The case also valuably highlights the impact of serial complainants and cross-claims, namely where there are entrenched or toxic issues in a workplace where factions each make complaints against each other. While the case identifies that the employer was overwhelmed by the number of complaints both from and against Mr Roohizadegan, it was not enough to merely remove one of the parties from the workplace, tempting as the Court outlined it may have been. The CEO failed to take HR advice and did not take the complaints seriously, acting on untested allegations and, to Mr Roohizadegan's detriment, by not investigating the matters.

This is often the outcome, irrespective of how deserving or non-deserving complaints may be. Due process will need to occur first.

It is important that employers take seriously and address employee workplace complaints in accordance with the employer's policies and procedures and that any dismissal (or other negative action being taken towards an employee) is clearly disconnected from any complaints they may have made. In achieving this, it is crucial that complaints and other separate processes are documented.
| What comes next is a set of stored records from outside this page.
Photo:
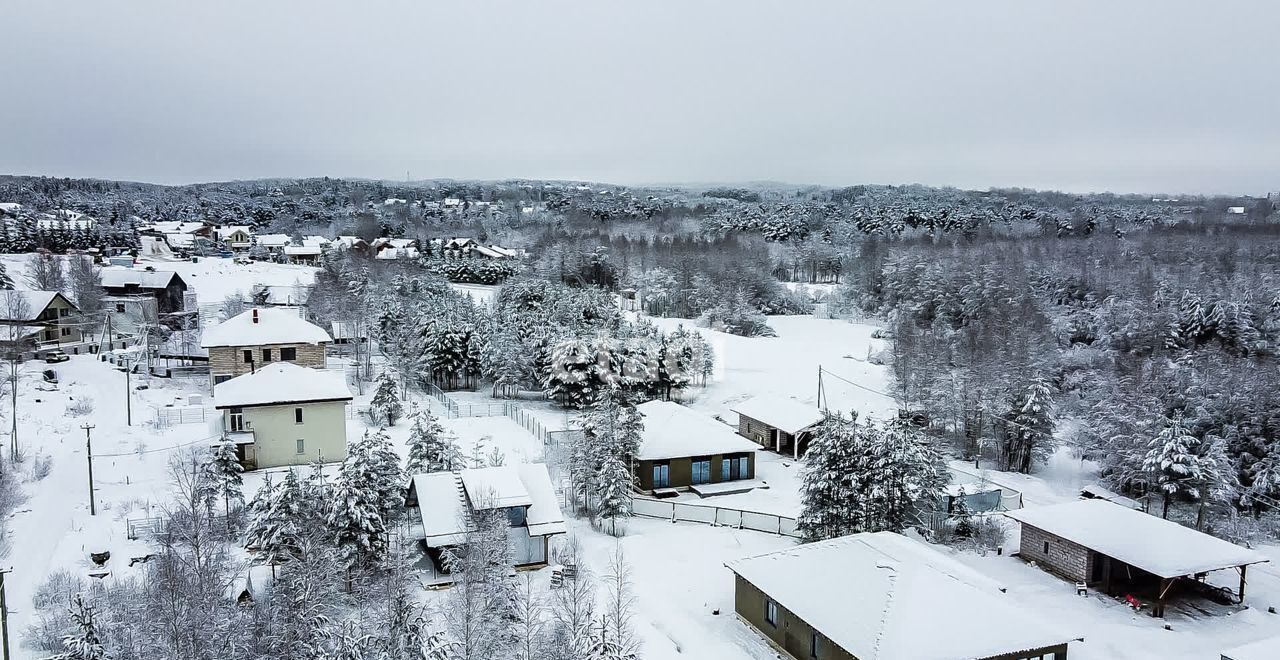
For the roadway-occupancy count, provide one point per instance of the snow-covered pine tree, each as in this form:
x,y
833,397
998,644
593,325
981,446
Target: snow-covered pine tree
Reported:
x,y
86,642
224,475
385,407
430,447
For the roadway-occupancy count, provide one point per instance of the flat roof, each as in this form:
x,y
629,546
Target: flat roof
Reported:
x,y
780,412
1141,540
891,597
675,431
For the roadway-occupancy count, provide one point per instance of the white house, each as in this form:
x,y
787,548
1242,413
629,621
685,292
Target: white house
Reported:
x,y
286,415
442,507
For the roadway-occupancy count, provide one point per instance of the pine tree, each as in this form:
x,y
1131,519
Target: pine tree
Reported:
x,y
385,406
430,447
86,644
223,470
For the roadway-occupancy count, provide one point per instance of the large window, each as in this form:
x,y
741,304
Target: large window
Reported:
x,y
735,468
702,471
237,420
661,476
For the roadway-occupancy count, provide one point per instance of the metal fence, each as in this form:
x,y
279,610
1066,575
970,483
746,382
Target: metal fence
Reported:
x,y
714,516
183,415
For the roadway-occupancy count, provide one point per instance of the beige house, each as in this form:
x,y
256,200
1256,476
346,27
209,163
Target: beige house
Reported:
x,y
40,321
286,415
250,340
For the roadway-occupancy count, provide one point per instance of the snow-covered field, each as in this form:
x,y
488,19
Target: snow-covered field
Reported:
x,y
677,568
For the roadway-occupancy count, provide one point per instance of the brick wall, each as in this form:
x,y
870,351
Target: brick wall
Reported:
x,y
1064,558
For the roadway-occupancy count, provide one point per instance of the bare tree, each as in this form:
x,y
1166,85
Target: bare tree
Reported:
x,y
45,274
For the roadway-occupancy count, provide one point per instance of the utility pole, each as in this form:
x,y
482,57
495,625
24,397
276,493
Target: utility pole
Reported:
x,y
88,453
4,617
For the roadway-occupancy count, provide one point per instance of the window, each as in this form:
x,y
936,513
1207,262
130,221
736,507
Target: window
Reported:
x,y
237,420
702,471
661,476
735,468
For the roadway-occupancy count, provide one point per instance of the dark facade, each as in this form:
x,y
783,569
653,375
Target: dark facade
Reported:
x,y
795,637
769,438
681,470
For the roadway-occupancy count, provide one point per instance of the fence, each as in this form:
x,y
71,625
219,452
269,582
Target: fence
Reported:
x,y
714,516
183,415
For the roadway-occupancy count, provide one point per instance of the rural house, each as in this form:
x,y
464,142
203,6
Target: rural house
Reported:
x,y
1123,550
776,422
440,508
684,449
883,596
259,337
167,288
284,415
39,322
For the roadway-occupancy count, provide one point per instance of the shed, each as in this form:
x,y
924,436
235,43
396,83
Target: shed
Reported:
x,y
777,422
681,448
888,597
1098,542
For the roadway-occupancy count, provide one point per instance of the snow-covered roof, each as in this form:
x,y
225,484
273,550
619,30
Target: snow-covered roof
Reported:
x,y
496,487
782,413
1155,545
36,303
263,326
274,239
675,431
278,384
117,276
1266,649
890,597
443,500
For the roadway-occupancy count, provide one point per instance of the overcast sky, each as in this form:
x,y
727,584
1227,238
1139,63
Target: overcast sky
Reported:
x,y
1082,95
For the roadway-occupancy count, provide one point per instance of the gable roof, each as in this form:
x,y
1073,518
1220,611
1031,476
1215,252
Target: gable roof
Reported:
x,y
119,276
278,384
1155,545
782,413
675,431
883,596
273,326
36,303
446,500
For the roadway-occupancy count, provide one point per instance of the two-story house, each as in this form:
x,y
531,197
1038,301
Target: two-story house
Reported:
x,y
35,322
284,415
442,508
250,340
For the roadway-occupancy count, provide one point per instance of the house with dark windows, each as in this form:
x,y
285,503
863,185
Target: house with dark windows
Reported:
x,y
776,422
252,339
682,449
885,596
284,415
442,508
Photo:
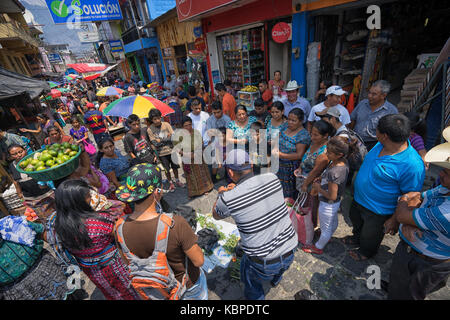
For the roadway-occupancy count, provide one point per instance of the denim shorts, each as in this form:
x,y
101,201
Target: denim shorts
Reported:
x,y
199,291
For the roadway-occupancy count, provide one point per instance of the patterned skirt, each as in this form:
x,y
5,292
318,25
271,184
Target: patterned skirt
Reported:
x,y
198,179
113,280
287,179
44,281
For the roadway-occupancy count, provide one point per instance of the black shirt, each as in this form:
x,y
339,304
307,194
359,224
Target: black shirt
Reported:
x,y
139,144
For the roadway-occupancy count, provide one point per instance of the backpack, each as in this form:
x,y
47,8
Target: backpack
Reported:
x,y
356,158
152,278
188,213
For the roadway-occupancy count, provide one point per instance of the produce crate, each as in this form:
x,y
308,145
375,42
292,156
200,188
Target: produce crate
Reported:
x,y
55,173
247,99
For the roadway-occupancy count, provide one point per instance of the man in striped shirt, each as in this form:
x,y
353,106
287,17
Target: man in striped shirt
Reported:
x,y
256,204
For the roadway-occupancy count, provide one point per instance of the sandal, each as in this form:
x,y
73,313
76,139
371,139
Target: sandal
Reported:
x,y
357,256
350,241
312,249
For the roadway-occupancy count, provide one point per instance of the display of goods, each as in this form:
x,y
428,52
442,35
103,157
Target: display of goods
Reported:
x,y
52,162
250,89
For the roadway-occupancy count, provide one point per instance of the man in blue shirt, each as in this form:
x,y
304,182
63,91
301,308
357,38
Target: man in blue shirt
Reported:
x,y
293,100
390,169
421,263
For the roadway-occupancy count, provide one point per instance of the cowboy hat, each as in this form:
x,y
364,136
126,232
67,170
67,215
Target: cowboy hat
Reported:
x,y
292,85
440,154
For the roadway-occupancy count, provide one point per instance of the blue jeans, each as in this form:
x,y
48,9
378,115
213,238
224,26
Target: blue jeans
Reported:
x,y
199,291
253,274
99,137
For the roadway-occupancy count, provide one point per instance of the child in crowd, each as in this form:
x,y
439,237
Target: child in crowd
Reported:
x,y
260,111
220,153
418,133
160,134
259,148
330,190
78,132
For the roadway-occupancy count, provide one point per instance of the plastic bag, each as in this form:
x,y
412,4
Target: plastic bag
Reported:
x,y
301,216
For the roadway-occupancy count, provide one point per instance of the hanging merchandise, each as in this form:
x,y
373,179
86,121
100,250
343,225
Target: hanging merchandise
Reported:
x,y
243,59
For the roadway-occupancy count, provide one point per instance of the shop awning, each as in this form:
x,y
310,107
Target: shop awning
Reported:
x,y
190,10
87,67
14,84
95,75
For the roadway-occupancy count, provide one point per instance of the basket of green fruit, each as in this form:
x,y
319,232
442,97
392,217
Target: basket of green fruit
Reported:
x,y
52,162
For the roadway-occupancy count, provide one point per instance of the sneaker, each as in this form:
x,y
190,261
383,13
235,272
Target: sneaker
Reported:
x,y
179,183
305,294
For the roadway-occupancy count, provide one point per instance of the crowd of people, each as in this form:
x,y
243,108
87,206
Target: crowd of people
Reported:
x,y
110,219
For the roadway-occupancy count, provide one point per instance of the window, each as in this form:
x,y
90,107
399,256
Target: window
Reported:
x,y
22,70
145,10
168,52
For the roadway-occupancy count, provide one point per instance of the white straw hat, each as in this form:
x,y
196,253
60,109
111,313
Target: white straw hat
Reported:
x,y
440,155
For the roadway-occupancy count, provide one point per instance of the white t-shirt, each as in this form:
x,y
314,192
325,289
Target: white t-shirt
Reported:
x,y
344,118
199,123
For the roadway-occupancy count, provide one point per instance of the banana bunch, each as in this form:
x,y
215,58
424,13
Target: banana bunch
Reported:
x,y
250,89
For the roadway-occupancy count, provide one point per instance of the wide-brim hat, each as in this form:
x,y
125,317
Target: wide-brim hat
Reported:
x,y
142,180
333,111
292,85
336,90
440,154
237,160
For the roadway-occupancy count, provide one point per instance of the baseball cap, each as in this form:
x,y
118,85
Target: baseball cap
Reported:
x,y
440,154
333,111
336,90
142,180
238,160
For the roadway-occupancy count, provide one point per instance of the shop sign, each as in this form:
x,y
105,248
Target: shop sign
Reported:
x,y
200,44
281,32
115,45
66,11
88,37
189,8
198,32
54,58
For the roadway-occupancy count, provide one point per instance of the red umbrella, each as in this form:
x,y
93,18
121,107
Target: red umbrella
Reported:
x,y
54,93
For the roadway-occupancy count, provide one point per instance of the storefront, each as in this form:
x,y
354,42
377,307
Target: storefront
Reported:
x,y
178,46
239,40
354,57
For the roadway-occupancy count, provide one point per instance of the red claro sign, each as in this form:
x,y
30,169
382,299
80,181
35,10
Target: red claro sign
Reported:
x,y
281,32
200,44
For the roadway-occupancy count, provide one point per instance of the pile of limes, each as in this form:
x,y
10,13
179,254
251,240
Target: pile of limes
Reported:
x,y
52,156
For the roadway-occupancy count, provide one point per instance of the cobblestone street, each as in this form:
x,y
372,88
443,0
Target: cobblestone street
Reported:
x,y
331,276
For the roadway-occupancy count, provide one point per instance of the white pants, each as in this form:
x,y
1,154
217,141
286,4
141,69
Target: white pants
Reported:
x,y
328,216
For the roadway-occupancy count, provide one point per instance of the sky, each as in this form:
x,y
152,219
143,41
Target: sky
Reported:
x,y
54,34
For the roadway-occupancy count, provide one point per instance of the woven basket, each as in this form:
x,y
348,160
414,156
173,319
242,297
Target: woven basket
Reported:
x,y
55,173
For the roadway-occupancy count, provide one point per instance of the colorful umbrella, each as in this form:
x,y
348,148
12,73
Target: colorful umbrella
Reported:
x,y
109,91
53,84
63,90
138,105
54,93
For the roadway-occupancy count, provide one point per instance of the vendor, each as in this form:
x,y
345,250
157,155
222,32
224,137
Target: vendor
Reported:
x,y
44,124
54,136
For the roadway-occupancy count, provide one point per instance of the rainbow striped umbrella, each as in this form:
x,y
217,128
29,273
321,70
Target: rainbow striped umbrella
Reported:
x,y
138,105
71,76
109,91
63,90
53,84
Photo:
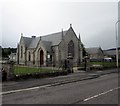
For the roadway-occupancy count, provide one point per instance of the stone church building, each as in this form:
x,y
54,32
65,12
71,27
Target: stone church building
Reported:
x,y
49,50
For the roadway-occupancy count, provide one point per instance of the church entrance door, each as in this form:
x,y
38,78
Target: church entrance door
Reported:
x,y
41,57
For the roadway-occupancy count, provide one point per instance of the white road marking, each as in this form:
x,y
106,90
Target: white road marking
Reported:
x,y
103,93
27,89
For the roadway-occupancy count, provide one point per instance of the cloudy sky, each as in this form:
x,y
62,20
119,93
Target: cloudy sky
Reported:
x,y
95,20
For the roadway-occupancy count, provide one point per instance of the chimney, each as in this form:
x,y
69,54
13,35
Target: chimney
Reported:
x,y
33,36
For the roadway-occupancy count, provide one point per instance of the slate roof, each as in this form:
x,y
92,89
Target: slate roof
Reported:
x,y
47,40
110,52
93,50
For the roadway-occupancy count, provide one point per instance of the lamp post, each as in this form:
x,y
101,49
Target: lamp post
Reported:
x,y
116,42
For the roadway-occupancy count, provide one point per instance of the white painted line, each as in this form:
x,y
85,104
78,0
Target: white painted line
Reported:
x,y
27,89
103,93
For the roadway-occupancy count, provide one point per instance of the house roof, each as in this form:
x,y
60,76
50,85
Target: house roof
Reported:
x,y
92,50
48,40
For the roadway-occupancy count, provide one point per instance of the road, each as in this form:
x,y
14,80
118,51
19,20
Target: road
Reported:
x,y
102,90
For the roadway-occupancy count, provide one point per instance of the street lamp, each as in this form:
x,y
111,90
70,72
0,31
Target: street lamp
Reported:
x,y
116,43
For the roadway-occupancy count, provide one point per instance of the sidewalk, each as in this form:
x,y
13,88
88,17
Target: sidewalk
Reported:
x,y
72,77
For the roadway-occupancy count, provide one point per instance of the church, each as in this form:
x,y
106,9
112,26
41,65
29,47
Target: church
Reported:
x,y
49,50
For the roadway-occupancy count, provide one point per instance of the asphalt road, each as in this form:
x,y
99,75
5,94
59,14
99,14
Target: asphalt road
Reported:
x,y
101,90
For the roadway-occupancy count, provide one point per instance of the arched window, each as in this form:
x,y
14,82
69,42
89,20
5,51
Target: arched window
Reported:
x,y
29,58
21,51
71,48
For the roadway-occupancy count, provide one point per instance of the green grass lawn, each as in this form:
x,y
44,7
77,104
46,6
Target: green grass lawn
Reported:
x,y
22,70
105,65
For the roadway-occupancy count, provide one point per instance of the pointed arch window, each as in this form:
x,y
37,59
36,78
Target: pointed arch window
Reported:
x,y
71,48
21,52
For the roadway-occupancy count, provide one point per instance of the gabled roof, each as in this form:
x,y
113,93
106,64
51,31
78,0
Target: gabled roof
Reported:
x,y
26,40
92,50
48,40
34,42
55,38
110,52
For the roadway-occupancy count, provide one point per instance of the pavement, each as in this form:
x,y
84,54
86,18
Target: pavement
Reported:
x,y
101,90
72,77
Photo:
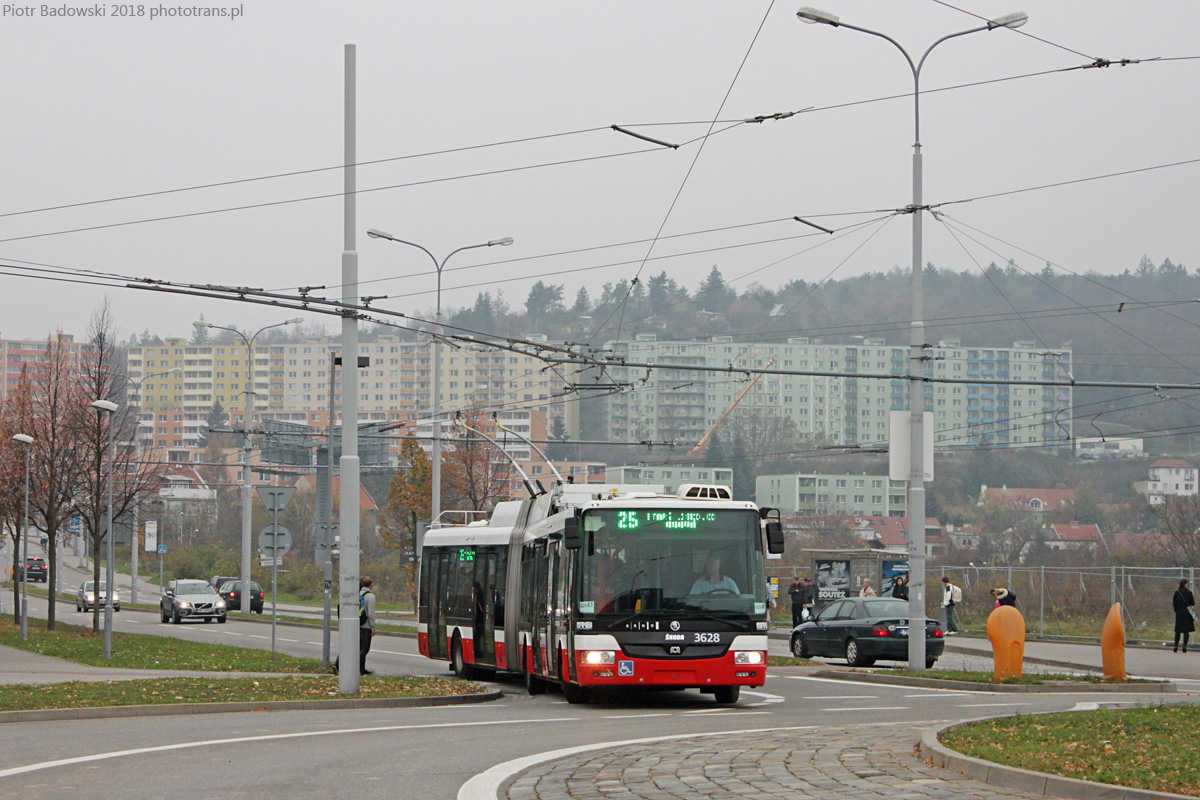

When considering termination of employment, in particular as a result of allegations that have not been considered and tested, procedural fairness should be afforded before a decision is made.

Taking advice, whether from Human Resources or Legal, can support and guide a process. However, where advice is not followed, a clear operational reason should be demonstrated and documented about the reasons for doing so.

TechnologyOne has appealed the decision and Mr Roohizadegan has filed a cross-appeal.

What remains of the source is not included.